Mr. Wills’s shotgun symbolizes the importance of vulnerability in masculine roles. In the beginning of the story, the gun is, in the community’s eyes, an expression of Mr. Wills’s over-the-top masculinity. The narrator’s first description of Mr. Wills’ gun links the weapon to what he perceives as Mr. Wills’ hyper-masculine, irrational anger, as he describes Mr. Wills watching his watermelon patch vigilantly, often with a gun under his arm. By guarding the melon every night with his shotgun, Mr. Wills projects an image of an obsessive and cruel father and husband: the narrator’s parents assume that he is neglecting his sick wife in his vigil over the melon, and the narrator thinks he cares more about the melon than his own daughter. The community furthers this impression by spreading the rumor that he loads his gun with buckshot: they believe that Mr. Wills is so irrationally over-protective of his property that he would kill someone to save a watermelon. Through all this gossip about the gun, the community therefore draws norms around masculinity and concludes that Mr. Wills deviates from those norms.

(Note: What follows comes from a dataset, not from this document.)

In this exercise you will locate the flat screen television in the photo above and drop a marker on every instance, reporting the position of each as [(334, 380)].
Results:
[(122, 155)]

However, after the watermelon is stolen, the story ties Mr. Wills’s gun to a new expression of vulnerability, bringing him back within the accepted boundaries of masculinity. By “hurling the shotgun over his head” when he realizes the melon is gone, Mr. Wills’ throws away the symbol of overprotection. While the destructive rampage that ensues horrifies the narrator, Mr. Wills ends that destruction by talking quietly and “crying in such strength,” demonstrating a level of vulnerability he had not shown before. Far from ignoring his wife, Mr. Wills reveals that he was protecting the watermelon so diligently because he wanted to give it to her to cheer her up. The gun therefore comes to represent his care for his family. Further, when the narrator confesses, instead of angrily reaching for his gun as the narrator expects, Mr. Wills is vulnerable and honest, communicating his pain at having lost the watermelon and his shame at his own destructive behavior. Finally, by showing the narrator that the gun was really filled with salt pellets the whole time, Mr. Wills proves that he was not being irrationally overprotective, but instead acting within communal norms. By the end of the story, the gun therefore demonstrates Mr. Wills’s model masculinity, one that now expresses vulnerability and care as well as strength.
Shotgun Quotes in The Taste of Watermelon
He broke the shell in his strong fingers and poured the white salt out into his palm.
“You see?” he said.
“Yes, Sir,” I said, taking a deep breath. “I see.”
I went on, then, and the next year started that very day.